PORTLAND — The trustees of the Cumberland County Civic Center have chosen a new architectural team to develop building plans for the center’s $33 million renovation, replacing the firm that developed the project’s concept design.

Trustees say that they want to give the work to a group that has more experience renovating similar buildings, and that the switch won’t interrupt the construction schedule. They say the design will essentially remain the same as the concept plan.

The board has awarded the work to WBRC Architects-Engineers of Bangor. The firm is collaborating on the project with a national firm, Sink Combs Dethlefs, which specializes in arena and stadium renovation projects.

WBRC and Sink Combs Dethlefs are now teamed up on a $65 million project to replace the Bangor Auditorium.

SMRT, which did the concept design for the Civic Center project, did excellent work but trustees believe that the WBCR team is the best choice for transforming the concept design into a building plan, said Neal Pratt, chairman of the trustees.

Pratt said the switch won’t slow work on the project, which could begin as early as this summer.


He said the concept plan that voters approved in November will remain intact for the most part, but some details will likely change as architects and engineers develop building plans.

Trustees hope that the renovation will enable the Civic Center to generate enough additional revenue to pay off the borrowing costs for the project. Pratt said that Don Dethlefs, chief executive officer of Sink Combs Dethlefs, will help the trustees achieve that goal because he’s an expert in operating arenas, not just building them.

“We are looking to maximize revenues to pay for the upgrade,” Pratt said. “Dethlefs understands this business and recognizes not only the utility of space in how customers use the Civic Center but also what we can get in a return on investment.”

SBRT was paid $150,000 for the concept plan, which was completed at the end of summer.

The county’s contract with WBRC will be much more expensive, but the fees have yet to be negotiated.

The trustees decided to hire WBRC on Dec. 21 after interviewing officials from WBRC, SMRT and Scott Simons Architects of Portland. The vote was 7-2, with trustees Gary Plummer and Joe Gray voting in opposition.


All three firms submitted proposals in February for the concept design.

During their interviews in December, officials from all three firms said their fees would be a percentage of the project’s cost, based on a schedule produced by the state Bureau of General Services. Fees range from 7.7 percent to 12 percent, depending on the size and complexity of a project, Pratt said.

For a project like the Civic Center renovation, the fee would be 8 to 9 percent, Pratt said, although many details need to be worked out.

He said the trustees will work with WBRC to hire a construction manager.

The board will ask for bids later this month. It has a planning meeting scheduled this morning to meet with the WBRC team, for the first time since its selection.

On Nov. 8, Cumberland County voters approved the project with nearly 58 percent of the vote.
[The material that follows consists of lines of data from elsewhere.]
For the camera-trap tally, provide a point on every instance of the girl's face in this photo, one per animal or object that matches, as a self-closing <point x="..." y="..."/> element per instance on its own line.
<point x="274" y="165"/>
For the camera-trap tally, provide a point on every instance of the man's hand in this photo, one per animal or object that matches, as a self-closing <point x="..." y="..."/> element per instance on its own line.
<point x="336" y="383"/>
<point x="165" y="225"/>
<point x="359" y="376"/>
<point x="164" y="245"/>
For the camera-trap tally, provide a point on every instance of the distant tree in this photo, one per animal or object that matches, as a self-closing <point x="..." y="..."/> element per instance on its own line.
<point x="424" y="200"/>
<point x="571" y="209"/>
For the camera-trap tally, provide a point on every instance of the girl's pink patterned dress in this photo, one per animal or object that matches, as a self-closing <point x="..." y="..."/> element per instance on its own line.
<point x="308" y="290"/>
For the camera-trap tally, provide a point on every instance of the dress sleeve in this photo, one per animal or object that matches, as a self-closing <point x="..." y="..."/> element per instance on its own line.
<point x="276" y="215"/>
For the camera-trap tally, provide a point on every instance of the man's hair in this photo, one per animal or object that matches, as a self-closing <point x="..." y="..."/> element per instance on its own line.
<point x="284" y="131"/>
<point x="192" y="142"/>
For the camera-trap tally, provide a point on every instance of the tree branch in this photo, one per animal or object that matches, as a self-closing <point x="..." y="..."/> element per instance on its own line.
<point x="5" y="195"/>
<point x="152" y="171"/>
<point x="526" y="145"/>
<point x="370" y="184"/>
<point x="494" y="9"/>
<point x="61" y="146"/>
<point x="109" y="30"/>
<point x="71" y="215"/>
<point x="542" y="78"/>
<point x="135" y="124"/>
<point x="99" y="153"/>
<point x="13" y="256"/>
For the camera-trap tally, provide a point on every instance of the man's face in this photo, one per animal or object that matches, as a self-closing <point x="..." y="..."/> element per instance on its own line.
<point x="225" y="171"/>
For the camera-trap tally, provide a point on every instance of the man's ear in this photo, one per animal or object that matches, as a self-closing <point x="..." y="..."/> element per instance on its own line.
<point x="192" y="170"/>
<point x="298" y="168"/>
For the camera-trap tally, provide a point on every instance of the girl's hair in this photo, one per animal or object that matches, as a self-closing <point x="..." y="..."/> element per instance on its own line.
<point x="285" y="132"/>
The design by SMRT squares off what are now indented corners of the building, provides street-level access and significantly increases the space for the concourse around the seating bowl and the concession area. The design improves access to bathrooms and makes the loading docks and staging areas more accommodating for touring groups with elaborate stage sets.

The design also calls for more glass along the side of the arena facing Free Street.

In its proposal for the concept design, Sink Combs Dethlefs described itself as the “preeminent designer of mid-sized civic and event centers in the United States.”

The firm highlighted its experience with 20 mid-sized arena projects in 15 states, including the Oklahoma City Arena, the Victor Cops Coliseum in Hamilton, Ontario, and the Crisler Center at the University of Michigan.

Sink Combs Dethlefs is based in Denver. Officials from the company, and from WBRC, could not be reached for comment Tuesday.